ROANOKE TIMES 
                      Copyright (c) 1996, Roanoke Times

DATE: Wednesday, September 25, 1996          TAG: 9609250079
SECTION: VIRGINIA                 PAGE: A-1  EDITION: METRO 
SOURCE: LAURENCE HAMMACK STAFF WRITER
NOTE: Below 


PHONE PREDATOR WAS NEIGHBORHOOD'S STALKER

``YOUR LIFE'S FOCUS,'' the judge said as he sent Michael Obremski to prison, ``seems to be intruding upon their lives and threatening'' girls.

When a man described by prosecutors as a "sexual sadist" was following young girls around a Southwest Roanoke neighborhood four years ago, there was little that frustrated police and infuriated parents could do.

Stalking wasn't illegal then, so police could not charge Michael A. Obremski with following children on their way to and from Raleigh Court Elementary School.

But Obremski's behavior as the "Raleigh Court stalker" caught up with him Tuesday, when a Roanoke County judge sentenced him to 151/2 years for making obscene and threatening telephone calls to 11 girls over the past few years.

Obremski, 42, called the girls from a pay telephone after getting their names from sports results, award ceremonies and honor roll listings in the Neighbors section of The Roanoke Times. But he didn't stop there.

In asking for a long prison sentence, Assistant Commonwealth's Attorney Marian Kelley described the way Obremski hung out at schoolyards, bus stops and soccer games in search of more victims.

"He was a predator, and he preyed upon the young girls of Roanoke County in order to excite himself from the fear that he would generate over the telephone," Kelley said.

Obremski would usually ask for the girls by name and then threaten to rape or abduct them, often using graphic language, Kelley said.

But at the end of Obremski's sentencing hearing in Roanoke County Circuit Court, one question was left unanswered: If he had not been arrested and jailed, would he ever have followed through on any of his threats?

"These children have never been touched," said defense attorney Tom Wray, who argued that his client needed treatment more than a long prison term.

Even if Obremski never laid a hand on his victims, Kelley responded, "he's already raped these girls over the telephone."

One of the victims was afraid to leave her home for a year, and the parents of a 13-year-old have had to hire a baby sitter for their daughter whenever they go out, because of the fear Obremski created, Kelley said.

Obremski did not testify and spoke only to make a brief statement just before he was sentenced by Judge Roy Willett. "I would like to apologize to everybody involved for the fear that I've caused," he said. "I was drinking, but I know that's no excuse."

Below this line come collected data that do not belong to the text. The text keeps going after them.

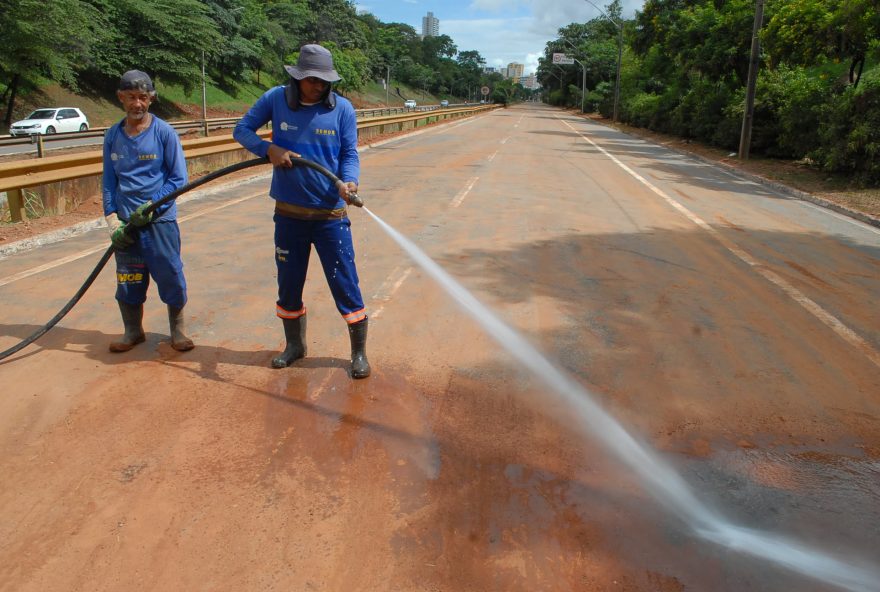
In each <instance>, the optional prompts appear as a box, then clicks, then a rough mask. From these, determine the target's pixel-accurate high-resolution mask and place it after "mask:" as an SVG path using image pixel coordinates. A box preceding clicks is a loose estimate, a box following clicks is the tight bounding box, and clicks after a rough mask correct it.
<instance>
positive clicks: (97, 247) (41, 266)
mask: <svg viewBox="0 0 880 592" xmlns="http://www.w3.org/2000/svg"><path fill="white" fill-rule="evenodd" d="M109 246H110V245H108V244H106V243H105V244H102V245H100V246H98V247H92V248H91V249H86V250H85V251H80V252H79V253H74V254H73V255H68V256H67V257H62V258H61V259H56V260H55V261H52V262H51V263H46V264H45V265H38V266H37V267H32V268H30V269H26V270H24V271H21V272H19V273H16V274H13V275H10V276H7V277H5V278H2V279H0V286H5V285H6V284H11V283H12V282H17V281H18V280H23V279H24V278H28V277H31V276H32V275H37V274H38V273H42V272H44V271H49V270H50V269H55V268H56V267H60V266H61V265H64V264H65V263H70V262H71V261H76V260H77V259H82V258H83V257H86V256H88V255H91V254H92V253H97V252H99V251H106V250H107V247H109Z"/></svg>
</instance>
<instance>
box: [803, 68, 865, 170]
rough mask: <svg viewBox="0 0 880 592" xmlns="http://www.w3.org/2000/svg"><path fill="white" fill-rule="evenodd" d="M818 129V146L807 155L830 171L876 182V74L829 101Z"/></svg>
mask: <svg viewBox="0 0 880 592" xmlns="http://www.w3.org/2000/svg"><path fill="white" fill-rule="evenodd" d="M824 116H825V117H824V119H825V121H824V123H823V124H822V125H821V126H820V129H819V137H820V139H821V146H820V147H819V148H818V149H817V150H816V151H815V152H814V153H813V154H812V155H811V156H812V157H813V158H814V159H815V160H817V161H818V162H819V163H821V165H822V166H823V168H825V169H826V170H828V171H830V172H843V173H852V174H853V175H855V176H856V177H857V178H859V179H860V180H861V181H863V182H866V183H870V184H878V183H880V74H878V73H877V70H874V71H873V72H871V73H870V75H869V74H866V75H864V76H863V77H862V80H861V82H860V84H859V86H858V87H855V88H853V87H852V86H849V87H847V88H846V89H845V90H844V91H843V92H842V93H840V94H839V95H837V96H835V97H834V99H833V100H831V101H829V103H828V104H827V107H826V108H825V110H824Z"/></svg>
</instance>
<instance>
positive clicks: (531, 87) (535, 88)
mask: <svg viewBox="0 0 880 592" xmlns="http://www.w3.org/2000/svg"><path fill="white" fill-rule="evenodd" d="M519 83H520V84H522V85H523V86H524V87H525V88H528V89H531V90H536V89H537V88H538V87H539V85H538V77H537V76H535V75H534V74H529V75H528V76H523V77H522V78H520V79H519Z"/></svg>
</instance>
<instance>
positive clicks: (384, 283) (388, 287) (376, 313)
mask: <svg viewBox="0 0 880 592" xmlns="http://www.w3.org/2000/svg"><path fill="white" fill-rule="evenodd" d="M399 270H400V267H397V268H395V269H394V271H392V272H391V274H390V275H389V276H388V277H387V278H386V279H385V281H384V282H382V285H381V286H380V287H379V289H378V290H377V291H376V293H375V294H374V295H373V299H374V300H380V301H383V304H382V305H381V306H379V308H377V309H376V312H371V313H370V318H372V319H377V318H379V316H380V315H381V314H382V311H384V310H385V304H384V302H388V301H389V300H391V299H392V298H393V297H394V294H396V293H397V291H398V290H399V289H400V287H401V286H402V285H403V282H405V281H406V278H408V277H409V274H411V273H412V270H413V268H412V266H410V267H407V268H406V269H405V270H404V271H403V273H401V274H400V277H399V278H397V280H394V278H395V277H396V276H397V275H398V271H399ZM392 281H393V284H392Z"/></svg>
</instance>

Up until Tuesday, authorities had been reluctant to identify Obremski as the Raleigh Court stalker because he was never charged in that case. But probation Officer Jay Newberry testified that Obremski volunteered during an interview for a sentencing report that he was the stalker.

Since 1981, Obremski also has also been convicted of making indecent telephone calls, indecent exposure and malicious mischief, a charge that was reduced from aggravated kidnapping in Memphis, Tenn.

He faces additional charges of making obscene telephone calls in Roanoke and Botetourt County.

Police say Obremski, who has worked as a cook at upscale restaurants in Roanoke, made dozens - probably hundreds - of obscene telephone calls from a pay telephone outside a Williamson Road motel where he lived.

When police raided the room this year, they found a list of the names and telephone numbers of more than 400 girls.

"I have to be concerned about the girls and young women of Roanoke County," Judge Willett told Obremski. "Your life's focus seems to be intruding upon their lives and threatening them."